One of the practices we’ve been trying is TDD. While this has shown itself to have the benefit of improving code coverage, it did seem to have some drawbacks. Back in January, and again this month, one of the exercises we looked at was converting numbers to their representation in Roman numerals e.g. 1 = I, 2 = II. My pairings didn’t manage to complete the exercise in either session. It seemed that the application of the principle of writing the simplest possible code to make the test pass resulted in very clumsy implementations – pretty much hard-coding one case after another, rather than actually coming to an algorithm. We tried testing different numbers in an attempt to make the tests “smaller”, but with no success.

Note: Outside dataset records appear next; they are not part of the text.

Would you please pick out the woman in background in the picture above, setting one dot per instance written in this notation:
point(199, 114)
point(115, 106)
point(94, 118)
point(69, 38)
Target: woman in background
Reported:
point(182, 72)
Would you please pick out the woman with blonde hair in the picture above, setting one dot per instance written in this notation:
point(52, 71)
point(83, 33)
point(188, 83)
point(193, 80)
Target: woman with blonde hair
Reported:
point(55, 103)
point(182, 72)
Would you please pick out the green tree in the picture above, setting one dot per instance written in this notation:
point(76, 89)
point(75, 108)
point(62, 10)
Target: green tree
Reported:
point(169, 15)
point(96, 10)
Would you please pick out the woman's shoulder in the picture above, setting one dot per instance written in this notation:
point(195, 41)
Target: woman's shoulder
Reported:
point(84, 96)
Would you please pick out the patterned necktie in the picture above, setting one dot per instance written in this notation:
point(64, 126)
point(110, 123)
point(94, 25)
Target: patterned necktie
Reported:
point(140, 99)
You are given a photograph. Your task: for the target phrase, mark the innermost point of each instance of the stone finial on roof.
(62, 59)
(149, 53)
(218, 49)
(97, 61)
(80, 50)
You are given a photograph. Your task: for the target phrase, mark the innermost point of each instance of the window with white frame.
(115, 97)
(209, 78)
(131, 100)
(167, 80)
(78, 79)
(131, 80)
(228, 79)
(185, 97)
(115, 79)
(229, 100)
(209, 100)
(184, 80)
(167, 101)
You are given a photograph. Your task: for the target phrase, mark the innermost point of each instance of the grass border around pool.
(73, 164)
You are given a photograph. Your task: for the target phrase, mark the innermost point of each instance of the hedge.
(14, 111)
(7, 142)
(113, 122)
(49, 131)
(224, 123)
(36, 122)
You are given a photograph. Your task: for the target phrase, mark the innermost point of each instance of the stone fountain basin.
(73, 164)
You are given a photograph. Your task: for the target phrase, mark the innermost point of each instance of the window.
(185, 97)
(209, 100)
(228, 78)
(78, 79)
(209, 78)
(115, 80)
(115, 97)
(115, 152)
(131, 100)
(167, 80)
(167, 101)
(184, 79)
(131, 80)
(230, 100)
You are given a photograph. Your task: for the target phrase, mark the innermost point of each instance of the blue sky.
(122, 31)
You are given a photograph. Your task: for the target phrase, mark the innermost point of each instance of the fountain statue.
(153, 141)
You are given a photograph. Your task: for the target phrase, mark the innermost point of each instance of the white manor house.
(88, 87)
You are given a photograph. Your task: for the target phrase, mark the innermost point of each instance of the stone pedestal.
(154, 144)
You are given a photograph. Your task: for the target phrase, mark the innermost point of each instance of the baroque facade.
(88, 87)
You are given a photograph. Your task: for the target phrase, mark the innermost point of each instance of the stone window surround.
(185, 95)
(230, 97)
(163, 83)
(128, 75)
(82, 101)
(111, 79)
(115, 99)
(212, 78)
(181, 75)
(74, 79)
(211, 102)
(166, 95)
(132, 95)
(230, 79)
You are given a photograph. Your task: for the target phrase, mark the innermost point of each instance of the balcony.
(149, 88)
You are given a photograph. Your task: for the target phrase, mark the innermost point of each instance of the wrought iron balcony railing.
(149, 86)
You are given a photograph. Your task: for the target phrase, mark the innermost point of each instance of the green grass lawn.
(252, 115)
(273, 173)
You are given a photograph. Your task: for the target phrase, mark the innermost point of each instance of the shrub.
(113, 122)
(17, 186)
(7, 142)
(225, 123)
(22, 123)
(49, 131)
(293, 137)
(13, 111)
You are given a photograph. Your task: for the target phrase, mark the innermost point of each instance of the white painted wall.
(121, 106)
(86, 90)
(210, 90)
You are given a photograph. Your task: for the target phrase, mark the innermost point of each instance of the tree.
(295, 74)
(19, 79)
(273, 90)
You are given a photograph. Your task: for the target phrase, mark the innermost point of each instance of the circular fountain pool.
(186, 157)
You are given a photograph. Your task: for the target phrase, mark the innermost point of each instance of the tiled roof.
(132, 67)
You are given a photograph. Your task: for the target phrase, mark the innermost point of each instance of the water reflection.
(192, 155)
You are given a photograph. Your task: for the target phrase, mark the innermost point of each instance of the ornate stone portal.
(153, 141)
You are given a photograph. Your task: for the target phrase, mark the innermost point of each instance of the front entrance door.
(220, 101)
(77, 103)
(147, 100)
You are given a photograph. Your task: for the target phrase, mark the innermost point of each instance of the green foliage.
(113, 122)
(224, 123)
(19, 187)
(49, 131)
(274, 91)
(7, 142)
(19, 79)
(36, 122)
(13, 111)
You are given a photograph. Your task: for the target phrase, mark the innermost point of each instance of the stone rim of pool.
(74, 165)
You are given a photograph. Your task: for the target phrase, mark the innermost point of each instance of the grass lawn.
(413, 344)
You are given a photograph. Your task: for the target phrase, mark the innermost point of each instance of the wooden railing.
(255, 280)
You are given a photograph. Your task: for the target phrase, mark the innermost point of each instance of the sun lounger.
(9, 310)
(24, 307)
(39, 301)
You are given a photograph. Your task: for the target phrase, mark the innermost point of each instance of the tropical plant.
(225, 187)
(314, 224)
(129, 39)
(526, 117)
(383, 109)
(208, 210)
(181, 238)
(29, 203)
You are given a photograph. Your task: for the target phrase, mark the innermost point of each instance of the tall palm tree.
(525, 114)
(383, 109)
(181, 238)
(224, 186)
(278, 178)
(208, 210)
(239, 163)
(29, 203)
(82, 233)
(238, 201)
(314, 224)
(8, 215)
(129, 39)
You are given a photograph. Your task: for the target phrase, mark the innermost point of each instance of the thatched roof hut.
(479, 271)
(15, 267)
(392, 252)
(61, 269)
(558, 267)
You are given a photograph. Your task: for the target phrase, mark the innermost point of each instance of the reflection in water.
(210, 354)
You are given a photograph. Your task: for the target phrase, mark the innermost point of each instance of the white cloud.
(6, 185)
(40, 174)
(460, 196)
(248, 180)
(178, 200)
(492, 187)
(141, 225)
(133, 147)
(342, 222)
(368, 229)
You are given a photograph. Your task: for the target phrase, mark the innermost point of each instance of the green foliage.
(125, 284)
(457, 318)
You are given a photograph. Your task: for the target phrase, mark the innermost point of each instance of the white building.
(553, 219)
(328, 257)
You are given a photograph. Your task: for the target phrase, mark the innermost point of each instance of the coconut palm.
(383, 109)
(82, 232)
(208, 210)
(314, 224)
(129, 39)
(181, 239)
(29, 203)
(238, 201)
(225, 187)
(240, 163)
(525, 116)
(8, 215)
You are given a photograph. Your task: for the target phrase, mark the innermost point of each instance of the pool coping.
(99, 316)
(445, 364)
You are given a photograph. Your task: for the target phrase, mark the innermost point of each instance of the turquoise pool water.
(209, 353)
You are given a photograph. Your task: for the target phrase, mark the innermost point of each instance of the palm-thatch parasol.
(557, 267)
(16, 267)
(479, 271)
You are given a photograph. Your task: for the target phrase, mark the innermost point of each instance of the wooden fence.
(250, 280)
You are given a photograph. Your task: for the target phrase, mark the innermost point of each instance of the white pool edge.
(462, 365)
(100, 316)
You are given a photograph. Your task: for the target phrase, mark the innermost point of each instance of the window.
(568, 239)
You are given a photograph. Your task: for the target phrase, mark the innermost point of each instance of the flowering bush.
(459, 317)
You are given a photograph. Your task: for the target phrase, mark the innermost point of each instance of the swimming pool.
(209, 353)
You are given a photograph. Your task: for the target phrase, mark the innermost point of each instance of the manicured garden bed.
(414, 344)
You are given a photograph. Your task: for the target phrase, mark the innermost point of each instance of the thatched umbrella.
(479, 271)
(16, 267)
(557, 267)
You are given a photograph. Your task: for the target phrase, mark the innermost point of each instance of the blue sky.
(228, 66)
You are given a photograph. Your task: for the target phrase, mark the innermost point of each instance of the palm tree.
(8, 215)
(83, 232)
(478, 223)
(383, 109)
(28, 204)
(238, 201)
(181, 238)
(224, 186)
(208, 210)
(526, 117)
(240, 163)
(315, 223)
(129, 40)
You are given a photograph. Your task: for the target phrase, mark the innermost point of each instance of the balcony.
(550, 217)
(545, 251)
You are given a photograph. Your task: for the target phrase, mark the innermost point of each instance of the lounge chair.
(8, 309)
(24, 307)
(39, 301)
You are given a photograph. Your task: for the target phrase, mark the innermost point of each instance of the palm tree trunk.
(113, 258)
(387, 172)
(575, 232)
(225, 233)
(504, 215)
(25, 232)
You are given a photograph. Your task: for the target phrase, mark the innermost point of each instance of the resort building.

Having had more success with a different problem – an OCR parser for converting representations of numbers in underscores, spaces and pipes to the corresponding number – I realised what the trouble was. In trying to write “small” or “simple” tests for the Roman Numerals exercise, we had been getting bogged down in writing tests for test cases, instead of writing tests for the small or simple parts of the problem. We had been thinking along the lines of “1 returns I” or “6 returns VI” instead of testing that, for example, the method returned a string representation the of the number. In the OCR exercise, we sat down and discussed the problem before we touched the keyboard, and we didn’t focus on tests for the test cases but tests for the component parts of the problem (representing a digit, converting a digit representation to a number, etc.) – and we ended up with working code in the time available.

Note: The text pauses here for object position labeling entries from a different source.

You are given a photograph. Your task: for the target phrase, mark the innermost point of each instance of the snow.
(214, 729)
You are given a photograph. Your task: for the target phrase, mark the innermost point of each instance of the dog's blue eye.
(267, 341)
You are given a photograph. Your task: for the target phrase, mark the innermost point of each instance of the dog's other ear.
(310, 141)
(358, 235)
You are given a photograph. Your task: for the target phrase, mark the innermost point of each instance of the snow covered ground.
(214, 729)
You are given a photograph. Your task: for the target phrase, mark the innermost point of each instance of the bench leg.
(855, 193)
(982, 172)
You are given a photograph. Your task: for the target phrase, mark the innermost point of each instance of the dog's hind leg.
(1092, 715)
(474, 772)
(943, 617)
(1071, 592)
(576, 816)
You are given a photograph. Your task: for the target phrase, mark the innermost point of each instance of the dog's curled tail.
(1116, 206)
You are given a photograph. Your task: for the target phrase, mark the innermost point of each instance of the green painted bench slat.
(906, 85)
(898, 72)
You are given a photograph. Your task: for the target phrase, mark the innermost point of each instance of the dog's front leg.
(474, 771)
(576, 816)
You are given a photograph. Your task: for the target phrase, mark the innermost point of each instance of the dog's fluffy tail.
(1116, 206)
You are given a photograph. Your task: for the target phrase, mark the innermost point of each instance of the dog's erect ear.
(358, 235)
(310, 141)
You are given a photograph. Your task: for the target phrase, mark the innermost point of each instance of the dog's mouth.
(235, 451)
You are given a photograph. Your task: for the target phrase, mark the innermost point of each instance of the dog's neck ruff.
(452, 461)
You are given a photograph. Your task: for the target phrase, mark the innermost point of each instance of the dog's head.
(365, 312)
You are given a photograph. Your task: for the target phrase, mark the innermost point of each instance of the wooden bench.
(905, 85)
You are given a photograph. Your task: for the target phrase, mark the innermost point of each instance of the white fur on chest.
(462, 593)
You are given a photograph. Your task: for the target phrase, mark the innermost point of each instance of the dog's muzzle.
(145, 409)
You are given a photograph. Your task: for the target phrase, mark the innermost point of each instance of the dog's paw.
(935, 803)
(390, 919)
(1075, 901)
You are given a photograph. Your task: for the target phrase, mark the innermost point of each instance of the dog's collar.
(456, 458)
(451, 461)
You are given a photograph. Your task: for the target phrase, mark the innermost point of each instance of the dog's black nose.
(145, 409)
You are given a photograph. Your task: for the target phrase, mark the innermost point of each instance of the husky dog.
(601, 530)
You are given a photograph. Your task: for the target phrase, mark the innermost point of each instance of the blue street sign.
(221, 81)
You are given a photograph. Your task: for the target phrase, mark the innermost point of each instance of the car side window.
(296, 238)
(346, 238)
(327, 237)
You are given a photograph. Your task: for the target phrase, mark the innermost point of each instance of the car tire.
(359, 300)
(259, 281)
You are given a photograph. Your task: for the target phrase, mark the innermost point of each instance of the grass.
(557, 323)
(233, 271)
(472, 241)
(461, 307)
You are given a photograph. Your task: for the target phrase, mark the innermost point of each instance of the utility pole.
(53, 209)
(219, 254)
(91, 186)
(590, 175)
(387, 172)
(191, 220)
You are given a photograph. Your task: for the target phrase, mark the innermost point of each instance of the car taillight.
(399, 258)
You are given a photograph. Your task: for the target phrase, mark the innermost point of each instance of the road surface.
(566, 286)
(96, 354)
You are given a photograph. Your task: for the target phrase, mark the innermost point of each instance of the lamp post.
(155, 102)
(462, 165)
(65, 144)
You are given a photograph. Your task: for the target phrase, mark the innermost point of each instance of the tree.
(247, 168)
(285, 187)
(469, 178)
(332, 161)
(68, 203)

There’s a clue to the need for the latter approach in Uncle Bob’s blog post The Craftsman 62, The Dark Path. It quotes from The Moon is a Harsh Mistress

when faced with a problem you do not understand, do any part of it you do understand, then look at it again.

In fact, when I re-did the Roman Numerals exercise taking the small-problem approach, it turned out that a lot of time could be saved by identifying and testing the key features of the problem. After testing that the method returned a representation of a digit which mapped to a single Roman numeral, I next tried testing that it returned a representation of a digit which mapped to a repetition of a single Roman numeral. In fact, my next test turned out to be a better approach to the problem: I tested that the method returned the correct result for a digit which mapped to “addition” of Roman numerals, which covered the previous case as well. With this approach a solution presented itself surprisingly quickly.

So TDD doesn’t have to lead to clumsy implementation – by properly understanding the structure of the problem it’s possible to write small tests and still come up with a solution. Look forward to trying it out on our next training day.